Geopy is a useful python package to deal with spatial data, such as locating the coordinates of addresses, cities, countries, and landmarks or reverse. In the Two Sigma Connect Competition in Kaggle, I found that some of the given latitude longitude do not match the addresses, so I use Geopy to clean the mismatched latitude and longitude of rental listings.
Import Packages and Read Data
I am working with rental listings in New York City, the addresses should be in NYC, so I append 'New York City' to the addresses ensure its accuracy.
from geopy.geocoders import GoogleV3
bad_location['street_address'] = bad_location['street_address'] + ',New York City'
Geoencoding
There are several geolocation services we can use, such as Google Maps, Bing Maps, or Yahoo Boss. I choose to use Google Maps Geoencoding API (GoogleV3) because it is insensitive to missing information. Using a standard GoogleV3 API, we can have 2,500 free requests per day and 50 requests per second.

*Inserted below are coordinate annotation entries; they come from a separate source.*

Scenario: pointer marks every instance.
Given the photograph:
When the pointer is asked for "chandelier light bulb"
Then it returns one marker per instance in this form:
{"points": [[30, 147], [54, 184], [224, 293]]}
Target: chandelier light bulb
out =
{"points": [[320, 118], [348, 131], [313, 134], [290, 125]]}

Before using it, we need to register to get a free API key following this link.
def do_geocode(address):
geolocator = GoogleV3(api_key = 'your_api_key')
try:
location = address.apply(geolocator.geocode)
latitude = location.apply(lambda x: x.latitude)
longitude = location.apply(lambda x: x.longitude)
return (latitude, longitude)
except GeocoderTimedOut:
return do_geocode()
(latitude, longitude) = do_geocode(bad_location['street_address'])
bad_location.loc[:,'latitude'] = latitude
bad_location.loc[:,'longitude'] = longitude
Quite simple, within a few minutes, we can generate the geolocation for the addresses.